Marsha Pryor, of Leitchfield and a member of a high school site base council committee looking into the state of the school's agriculture program, told board members about outdated textbooks, desks falling apart, the need for teachers working in their area of expertise, and the need for more permanent covers for greenhouses.
Pryor asked how the district could "spend $26,000 on blacktop, when some of the agriculture textbooks are 12 to 15 years old." She said students couldn't learn if their textbooks were that far behind the electronic age.
Board Chairman Carolyn Thomason said these concerns were not brought to the board from the site-based council. However, Pryor said after the meeting that the council sent a report to the board.
Pryor said she came to the board's May meeting to express her concerns, "but I was told I couldn't speak, that the public comment period was deleted from the agenda at the beginning of the meeting."
She said she was told by Superintendent Teddy White at the May meeting that her comments were illegal, but White denied that Thursday. Thomason said the comment period was removed from the agenda to save time for the board to attend high school awards night later in the evening.
But Pryor said she had contacted the State Department of Education on the legal question, "and they said most boards embrace public comments and said it was unheard of to turn one down."
Pryor said she had discussed the situation with several other people, "and they agreed with me that something's wrong in this school district when basic needs of students aren't being met.
"I don't know what it is," she said, "and I can only call it attitude.

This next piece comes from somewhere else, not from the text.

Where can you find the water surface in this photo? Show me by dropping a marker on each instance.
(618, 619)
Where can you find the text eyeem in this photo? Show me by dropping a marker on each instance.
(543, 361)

Is it for looks? Or personal agendas?" She told the board to "get on the outside and look in at what's happening and to get everybody involved in fixing problems."
Thomason said there was no desire on the board's part to cut public comment. "We are interested in public comments, and we apologize for having to cut the May meeting short, but we explained our reason at the meeting."
Later in the meeting, Instructional supervisor Sharyon Shartzer gave the board a textbook report in which she said purchase orders for new textbooks going in for the the coming school year. She said the high school has presented purchase orders for over $13,000 in Practical Living (which includes agriculture) textbooks and that $30,000 was spent last year. She said the rule of thumb is to update textbooks every six years.
Also part of Shartzer's presentation was updates on the district's comprehensive school improvement plan. She said there is a new emphasis on reading instruction.
She said reading is getting more emphasis across all subjects, and literacy, including vocabulary and the unique skills demanded of various subjects.
"Reading skills needed to read fiction," she explained, "aren't the same skills students need to read and understand a math problem."